Kate pensó que si Alex no la hubiera matado, sus genes habrían acabado el trabajo en unos años.
Mónica usaba unos elegantes pantalones negros que resaltaban sus generosas curvas, junto con una blusa blanca de seda. Tenía 45 años, pero podía pasar como alguien de 35 años a la vista de cualquiera. La madrastra de Kate cargaba un vaso de agua.
—Hola cariño — Mónica saludo a su marido con un beso —. Hora de tomar tus medicinas.
Mónica le entregó dos píldoras azules que Kate encontraba muy familiares. Agustín se las tomó y las apuró con un trago de agua.
Esther salió de la cocina para informarles que el desayuno estaba servido. Ambos fueron al comedor. La mesa era enorme, para unas diez personas.

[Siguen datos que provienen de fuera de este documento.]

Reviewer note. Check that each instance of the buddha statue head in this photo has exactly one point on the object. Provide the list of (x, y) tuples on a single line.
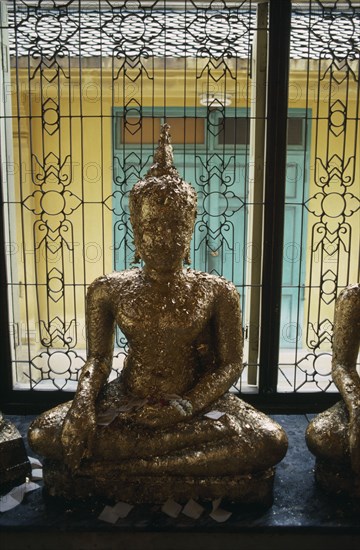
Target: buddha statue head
[(163, 212)]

Antes eran cuatro, ahora solo dos (Esther comía en la cocina). La pareja de esposos estaba sentada en ambos lados de la mesa, muy separados. Kate miró el mantel con nostalgia; ella se acordaba del mantel con bordes de pajaritos, al igual que las rutinas de la mesa. Ella solía hablar de cualquier tema (desde las cucarachas hasta Marvel) y no paraba hasta que su padre le decía que se callara. Kate cerraba la boca. Pasaban unos minutos y se repetía el proceso.
Sonia siempre se reía.
Ahora que lo pienso muchas cosas no han cambiado, pensó Kate. Ella recordó las comidas con Alex; ella hablaba y hablaba volviéndolo loco. Alex le decía que se callara, Kate obedecía. La única diferencia era que en lugar de minutos de espera, eran segundos antes de repetir el proceso.
—¿Qué estará haciendo Alex? — se preguntó Kate a si misma —. Conociéndolo, probablemente algo estúpido.
Esther sirvió el desayuno. La mejor forma de describirlo era colorida. Ambos padres tenían un color diferente. A Agustín le tocó el desayuno verde: Jugo de brócoli sin azúcar, tortilla de verduras con aceite de oliva y un bol enorme de ensalada; su esposa pudo saborear un desayuno blanco: Unos panqueques con una jarrita blanca de miel, un vaso de yogurt natural con plátano picado y unos panecillos de vainilla.